Wie Diktaturen mit andersdenkenden Menschen umgegangen sind, konnten die Bad Salzunger und ihre Gäste am 3. Oktober beim Besuch des ehemaligen Stasibunkers in der Friedrich-Engels-Straße erleben. Voller Interesse verfolgten die zahlreichen Zuhörer, wie Brände, Unfälle und Havarien im Kreis Bad Salzungen in den Stasiakten ihren Niederschlag gefunden haben.

In der Kommunalpolitik beschäftigt die Regierungsbildung weiter die Gemüter. Die CDU konnte einen klaren Sieg erringen. Trotzdem könnte es im Freistaat erstmals eine rot-rot-grüne Regierung geben. Das treibt die Menschen in der Region um. An der SPD-Basis brodelt es. Viele ältere Sozialdemokraten können und wollen sich ein Regierungsbündnis mit einem linken Ministerpräsidenten Bodo Ramelow nicht vorstellen. Zu frisch sind die Erinnerungen an den Herbst 1989/1990. „Wir sind das Volk“, schallte es damals durch die Straßen.

Ist das alles vergessen? Heute findet auch im Wartburgkreis gerade einmal die Hälfte der Wahlberechtigten den Weg an die Wahlurne. In Gemeinderäten wird überlegt, ob nicht noch mehr Fragen in nicht öffentlicher Sitzung beraten werden könnten. Doch die Bürger wehren sich. Immer mehr Bürgerinitiativen melden sich zu Wort. In dieser Woche sagten Bürger und der Naturschutzbund lautstark ihre Meinung zum geplanten Verlauf der Bundesstraße B 19 Etterwinden-Wilhelmsthal bis zum Anschluss an die A 4. Die Gehörlosen forderten in Bad Salzungen einen Nachteilausgleich. Und die Eltern behinderter Kinder der Paul-Geheeb-Schule in Bad Salzungen suchen Mitstreiter, um ihre Kinder mit Unterstützung von Unternehmen und Ämtern in Arbeit zu bringen.

Die Eltern der Kindergartenkinder von Dorndorf und Dietlas ringen darum, dass für ihre Kinder wieder in den Kindereinrichtungen gekocht wird. Eine eigene Küche im Kindergarten soll wieder her. Vielleicht ist die Krayenberggemeinde der Vorreiter. Zumindest will die Gemeindeverwaltung alle Zahlen und Fakten aufbereiten, damit die Gemeinderäte eine fundierte und nachhaltige Entscheidung treffen können.

Auch beim Straßenausbau entwickeln sich neue Modelle. In Langenfeld hat sich eine Eigentümergemeinschaft gebildet. Sie übernimmt den Ausbau des Bornrains selbst und entscheidet damit über den Ausbaugrad der Straße und auch über die Kosten.

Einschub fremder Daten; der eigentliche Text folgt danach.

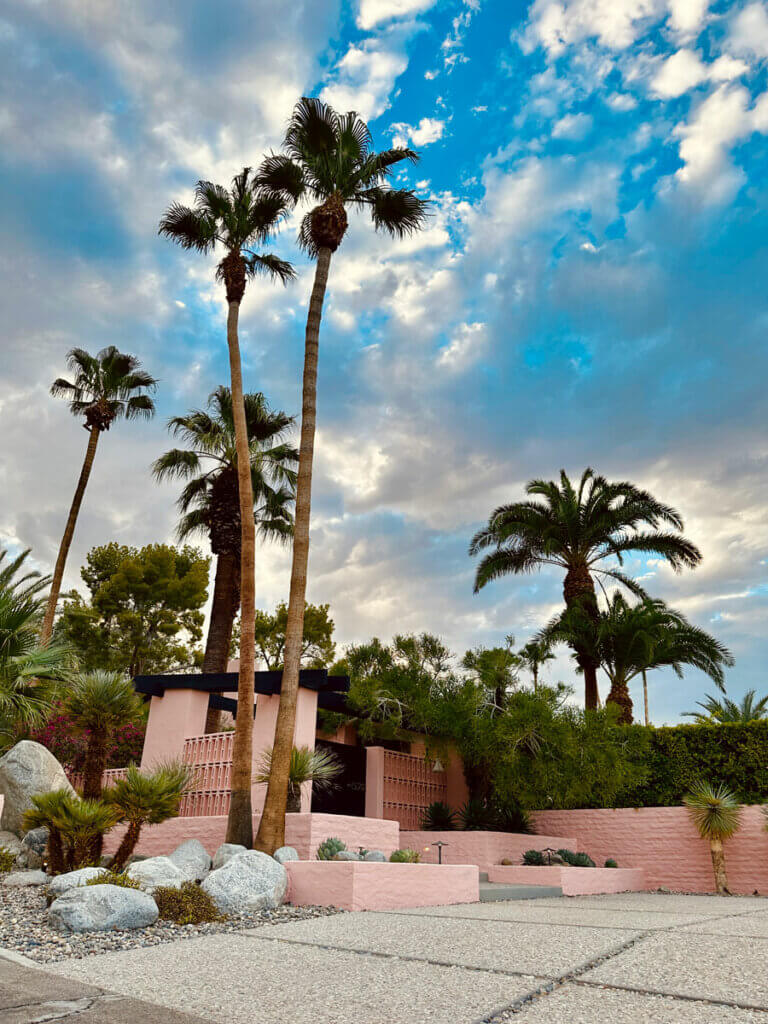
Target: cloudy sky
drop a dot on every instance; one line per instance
(591, 289)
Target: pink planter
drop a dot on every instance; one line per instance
(573, 881)
(353, 885)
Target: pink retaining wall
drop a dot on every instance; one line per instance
(664, 842)
(356, 886)
(483, 849)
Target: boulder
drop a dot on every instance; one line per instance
(192, 859)
(251, 881)
(225, 852)
(156, 871)
(102, 908)
(26, 770)
(71, 880)
(285, 854)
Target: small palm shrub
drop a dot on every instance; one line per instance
(438, 817)
(717, 815)
(404, 857)
(187, 905)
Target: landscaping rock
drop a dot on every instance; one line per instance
(285, 854)
(225, 852)
(192, 859)
(156, 871)
(71, 880)
(251, 881)
(101, 908)
(18, 880)
(26, 770)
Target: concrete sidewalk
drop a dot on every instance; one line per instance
(631, 957)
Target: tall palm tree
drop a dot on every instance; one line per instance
(108, 386)
(725, 711)
(579, 529)
(210, 503)
(240, 219)
(329, 160)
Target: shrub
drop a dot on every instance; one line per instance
(187, 905)
(330, 847)
(404, 857)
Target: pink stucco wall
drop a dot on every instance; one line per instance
(664, 842)
(483, 849)
(573, 881)
(351, 886)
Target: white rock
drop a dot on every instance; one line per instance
(156, 871)
(192, 859)
(249, 882)
(26, 770)
(71, 880)
(225, 852)
(102, 908)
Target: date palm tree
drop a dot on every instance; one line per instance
(108, 386)
(240, 220)
(210, 503)
(580, 529)
(328, 160)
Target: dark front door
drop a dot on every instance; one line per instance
(348, 793)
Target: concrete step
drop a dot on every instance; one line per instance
(492, 891)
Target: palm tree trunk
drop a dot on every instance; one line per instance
(240, 821)
(223, 610)
(64, 550)
(272, 825)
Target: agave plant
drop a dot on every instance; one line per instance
(717, 815)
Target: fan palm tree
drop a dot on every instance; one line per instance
(210, 504)
(579, 529)
(721, 712)
(240, 219)
(108, 386)
(329, 160)
(717, 815)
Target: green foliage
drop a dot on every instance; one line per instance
(143, 613)
(189, 904)
(330, 847)
(438, 817)
(404, 857)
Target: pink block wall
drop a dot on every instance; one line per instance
(483, 849)
(664, 842)
(351, 886)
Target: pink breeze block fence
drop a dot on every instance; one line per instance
(665, 844)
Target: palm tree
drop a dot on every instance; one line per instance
(108, 386)
(725, 711)
(210, 504)
(717, 816)
(99, 702)
(579, 529)
(240, 219)
(329, 160)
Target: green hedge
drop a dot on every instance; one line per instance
(679, 756)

In Dietlas feierten die Sportfischer ein großes Fest. Der Angelverein ist gerade dabei, die Teichanlagen zu sanieren und zu einer Naherholungsoase zu entwickeln. 51 000 Euro an Kosten muss der kleine Verein stemmen. Die Krayenberggemeinde steuert zumindest 2000 Euro bei, 6000 Euro kamen aus einem anderen Fördertopf. Selbst wenn es noch eine kreisliche Finanzspritze geben sollte, der Verein schultert in ehrenamtlicher Arbeit die Hauptlast. Und in Kieselbach baut der Rentner Gerhard Koch seit Jahren Bänke. Völlig uneigennützig, ohne finanzielle Unterstützung.

Sollten Sie einmal auf dem Wanderweg unterhalb der Krayenburg bei Kieselbach wandern, gönnen Sie sich eine Rast auf einer dieser Bänke und genießen den tollen Blick in das Werratal.